Notre ambition est d’amplifier notre soutien à la recherche ; alors que nous avons collecté plus de 35 millions d’euros pour l’année 2012, nous souhaitons augmenter encore les ressources de la Fondation ARC en les hissant d’ici cinq ans à un niveau compris entre 35 et 40 millions d’euros. En tant que fondation, nous espérons attirer de nouveaux profils de donateurs, et notamment des grands mécènes. C’est ainsi que nous avons pu accueillir en fin d’année 2012 notre première fondation abritée, la Fondation Michelle et Maurice Turbeau.
La Fondation ARC a toujours été présente dans les grandes étapes qui ont jalonné l’histoire de la recherche en cancérologie depuis le début des années 1960.

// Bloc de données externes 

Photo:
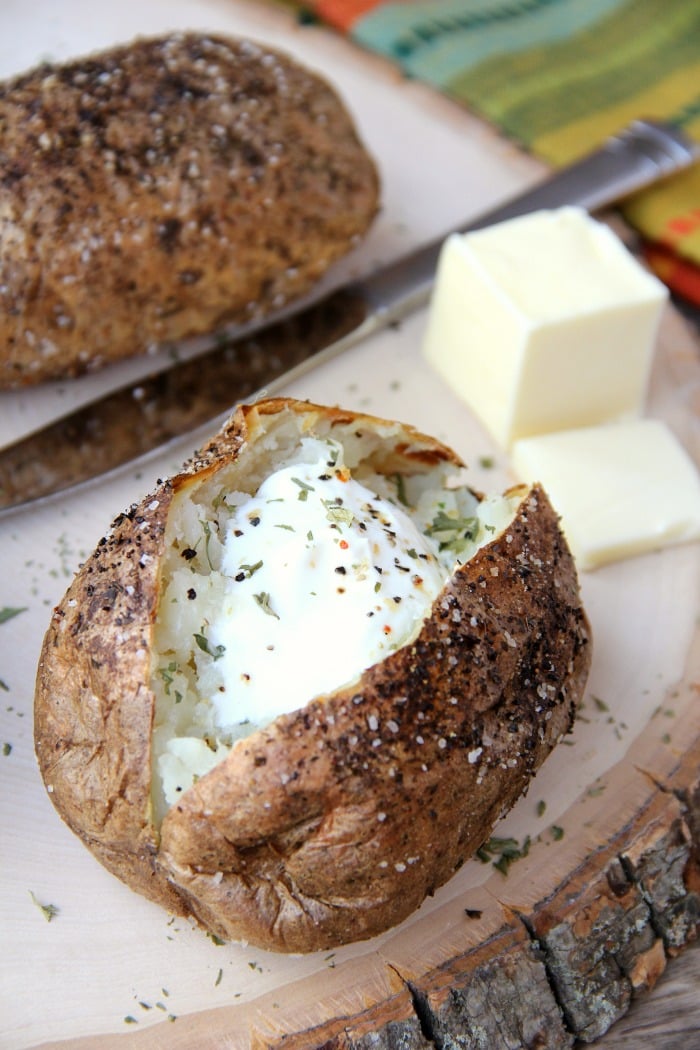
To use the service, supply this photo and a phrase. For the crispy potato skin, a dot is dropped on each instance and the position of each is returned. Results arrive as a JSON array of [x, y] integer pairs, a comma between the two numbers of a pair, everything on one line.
[[334, 822], [162, 189]]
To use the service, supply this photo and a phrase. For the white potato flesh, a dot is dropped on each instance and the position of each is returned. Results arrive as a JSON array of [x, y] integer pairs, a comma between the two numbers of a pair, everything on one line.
[[273, 596]]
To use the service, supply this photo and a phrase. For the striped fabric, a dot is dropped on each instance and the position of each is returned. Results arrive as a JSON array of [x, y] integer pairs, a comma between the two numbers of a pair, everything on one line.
[[558, 77]]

À cette époque, le code génétique venait tout juste d’être découvert, ni le papillomavirus ni la bactérie Helicobacter pylori n’avaient été identifiés comme agents cancérigènes et les outils tels que la PCR n’équipaient pas encore les laboratoires de recherche. Depuis, nous sommes entrés dans l’ère de la médecine de précision où l’essor de la génétique permet de dresser le profil moléculaire des tumeurs afin d’adapter les décisions thérapeutiques aux caractéristiques propres de chaque patient.

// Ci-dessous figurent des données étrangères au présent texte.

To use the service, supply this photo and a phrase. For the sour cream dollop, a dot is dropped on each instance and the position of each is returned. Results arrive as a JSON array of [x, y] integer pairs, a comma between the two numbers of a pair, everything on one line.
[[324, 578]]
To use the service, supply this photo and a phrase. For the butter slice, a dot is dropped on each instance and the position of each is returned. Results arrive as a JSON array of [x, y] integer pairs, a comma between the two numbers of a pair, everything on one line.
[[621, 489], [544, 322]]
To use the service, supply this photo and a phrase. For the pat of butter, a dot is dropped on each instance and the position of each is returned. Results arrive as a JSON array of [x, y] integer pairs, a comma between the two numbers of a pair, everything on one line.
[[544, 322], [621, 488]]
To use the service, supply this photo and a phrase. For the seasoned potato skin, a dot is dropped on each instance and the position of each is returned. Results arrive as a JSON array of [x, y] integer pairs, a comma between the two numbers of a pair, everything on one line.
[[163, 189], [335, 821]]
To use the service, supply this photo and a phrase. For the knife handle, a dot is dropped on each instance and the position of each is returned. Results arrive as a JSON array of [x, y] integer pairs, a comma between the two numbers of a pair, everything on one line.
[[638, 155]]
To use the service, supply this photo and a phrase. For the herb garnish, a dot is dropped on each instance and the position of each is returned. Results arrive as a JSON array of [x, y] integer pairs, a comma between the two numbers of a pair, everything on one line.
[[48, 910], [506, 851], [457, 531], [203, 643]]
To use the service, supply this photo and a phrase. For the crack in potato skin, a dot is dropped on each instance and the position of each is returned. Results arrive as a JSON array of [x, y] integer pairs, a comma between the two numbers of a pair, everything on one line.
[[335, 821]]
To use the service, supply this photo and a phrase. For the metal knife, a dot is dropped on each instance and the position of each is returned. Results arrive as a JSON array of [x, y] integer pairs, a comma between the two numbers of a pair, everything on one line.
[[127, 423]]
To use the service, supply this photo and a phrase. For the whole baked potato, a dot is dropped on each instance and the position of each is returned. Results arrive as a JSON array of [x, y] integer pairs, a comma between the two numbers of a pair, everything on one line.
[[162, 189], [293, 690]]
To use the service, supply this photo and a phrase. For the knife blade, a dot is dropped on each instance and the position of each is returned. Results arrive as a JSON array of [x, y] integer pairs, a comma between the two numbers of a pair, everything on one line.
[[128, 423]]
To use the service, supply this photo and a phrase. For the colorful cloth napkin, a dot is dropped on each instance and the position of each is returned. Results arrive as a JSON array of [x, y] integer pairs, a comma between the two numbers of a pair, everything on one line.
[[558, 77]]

La Fondation ARC poursuit son action aux côtés des acteurs de la recherche en cancérologie, au service des patients. Cela passe avant tout par un soutien renouvelé à une recherche fondamentale ambitieuse. La Fondation ARC souhaite ainsi poursuivre son action dans ce domaine en sélectionnant une grande part des projets qu’elle finance parmi des thématiques fondamentales. Par ce biais, nous voulons contribuer à faire avancer les connaissances dans plusieurs domaines, comme la physiologie cellulaire et le rôle des cellules souches, l’impact des dérèglements épigénétiques sur le comportement des cellules tumorales, le rôle du microenvironnement, du stroma au système immunitaire et aux bactéries intestinales, ou encore les liens entre vieillissement et oncogenèse. Cet investissement dans la recherche fondamentale reste indispensable pour alimenter la recherche translationnelle et continuer à faire émerger de nouvelles options thérapeutiques.

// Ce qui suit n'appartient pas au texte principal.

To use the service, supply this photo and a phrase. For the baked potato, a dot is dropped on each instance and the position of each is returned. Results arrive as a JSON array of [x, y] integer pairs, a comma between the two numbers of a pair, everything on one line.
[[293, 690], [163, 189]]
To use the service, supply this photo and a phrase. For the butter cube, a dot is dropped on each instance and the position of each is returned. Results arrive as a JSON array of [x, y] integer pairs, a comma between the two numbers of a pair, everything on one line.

Notre stratégie scientifique mise plus que jamais sur la pluridisciplinarité pour rapprocher les différentes compétences engagées dans le combat contre le cancer et accélérer le transfert des avancées scientifiques au bénéfice des patients. C’est notamment pour cela que la Fondation ARC s’implique également dans le soutien aux sciences humaines et sociales. Car si le cancer est une maladie complexe sur le plan médical, il l’est tout autant sur les plans humain et social.
Face à la diversité des enjeux scientifiques et médicaux, la volonté de la Fondation ARC est de soutenir l’ensemble des projets qui auront un impact réel sur la recherche et la pratique thérapeutique. Notre passage en fondation marque également une nouvelle ambition en matière de partenariat qui nous permet d’envisager des projets de plus grande ampleur. Ainsi, dans les prochaines années, nous allons impulser trois grands programmes.
Toutes ces actions de soutien à l’écosystème de la recherche en cancérologie visent à faire émerger une nouvelle ère de la médecine, appelée la médecine 4P : préventive, prédictive, personnalisée et participative.
C’est ainsi que nous comptons maintenir et renforcer notre rôle de passerelle entre la générosité de nos donateurs et la créativité des chercheurs et médecins. Avec un objectif commun : guérir deux cancers sur trois dans la prochaine décennie.